I’ve always got some nerdy Wikipedia project going. I think improving Wikipedia’s coverage of marginalized voices is worthwhile work, even as I understand and agree with many of the criticisms of the place. My most recent project was to look at the list of African American librarians (108 in total) and try to add as many photographs as I could (41, many articles already had images) to articles that didn’t have one. This is tricky work, because you can usually only add images that have free licenses–either public domain, or certain Creative Commons licenses. These can be hard to find.
However, there is a very useful loophole which is that if you are adding an image to Wikipedia–and not Wikimedia Commons where most image uploads happen–you can take a copyrighted image, shrink it to a small, low-resolution size, and use it to illustrate a page of someone who is deceased. Here’s a page that explains it but it’s a lot of reading. There are similar fair use exemptions for logos, cover art, and a few other categories; this is just about images of people. Here’s a short explainer.

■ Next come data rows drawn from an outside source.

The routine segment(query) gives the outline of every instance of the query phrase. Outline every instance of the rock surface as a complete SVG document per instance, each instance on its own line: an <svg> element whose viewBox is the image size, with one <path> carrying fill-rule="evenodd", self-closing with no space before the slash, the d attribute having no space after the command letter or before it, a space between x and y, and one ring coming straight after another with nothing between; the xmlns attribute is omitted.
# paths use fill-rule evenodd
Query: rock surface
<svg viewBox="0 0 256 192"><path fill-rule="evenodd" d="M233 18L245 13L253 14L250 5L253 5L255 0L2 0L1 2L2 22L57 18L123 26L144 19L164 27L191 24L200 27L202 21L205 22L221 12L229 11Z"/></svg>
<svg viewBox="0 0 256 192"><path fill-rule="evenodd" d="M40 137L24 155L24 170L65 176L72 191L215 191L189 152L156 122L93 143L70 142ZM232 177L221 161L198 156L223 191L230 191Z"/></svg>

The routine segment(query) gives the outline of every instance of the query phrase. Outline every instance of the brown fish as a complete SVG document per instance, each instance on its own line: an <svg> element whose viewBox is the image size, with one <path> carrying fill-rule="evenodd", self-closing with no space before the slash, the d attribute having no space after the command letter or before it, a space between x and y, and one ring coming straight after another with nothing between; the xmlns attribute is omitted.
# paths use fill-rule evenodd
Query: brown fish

- Identify a deceased person’s Wikipedia page with no image. The person’s biography must specifically mention that they are no longer alive, or have a death date. This only works for a single image on a person’s page used to identify them.
- Find an image of the person from a place that is not in the business of selling images (i.e. not Getty Images). I usually start with Google Images and branch out from there. For women especially, you may need to search under their married and maiden name, or try different combinations including their middle names. For African American librarians, it was gratifying to see so many library archives and blogs which had images of the librarians I was looking for, usually telling their stories.
- Take a tight-ish headshot crop of the image. Adjust the dimensions so that the longest side is no more than about 200 pixels and the resolution is at 72 DPI. The rule of thumb is no more than 100,000 pixels. The good news is, if you mess this up, a bot will fix it for you. On a Mac, the Preview application can do this. GIMP is other image editing software that can do this. You can do this on Windows using Paint or other 3rd party software.
- Go to Wikipedia’s upload file page. If you want a guided experience, click the lower of the two buttons which says Upload a non-free file. Otherwise click Plain form for local uploads, and go to the next step.
- Choose the file you want to upload. Give the file a sense-making name, usually the name of the person with the proper file extension. Here’s an example: Thomas_Fountain_Blue.png. If there’s already a file with that name, the page will tell you.
- The Summary section needs to include your fair use justification. You can see the one I used for Thomas Fountain Blue above. My best advice is to click “edit source” next to the Summary on that image, copy the Non-free use rationale and adjust it to suit your image. You can also fill in the boxes on the guided form to do the same thing. Keep in mind you do not need to know the answers to all the questions in order for your fair use justification to be acceptable. A few notes:
- Source is where the image originated, if you know it
- Immediate Source is where YOU got it and can include a URL, something more specific than just saying “Google Images”
- Author is who took the photograph, if known
- Article needs to be the exact title of the article as it appears on Wikipedia, so if the article is John C. Tyson (librarian), put that in
- The rest of it can stay as-is, make sure you include at least the year the person died in the last section
- In the Licensing pulldown underneath the Summary box, select deceased person. This will add the text block that is shown. Looks scary but isn’t really.
- Hit the Upload file button and upload your file.
Congratulations, your image is now on Wikipedia! Before you wrap up, make sure to add the image to the person’s Wikipedia page.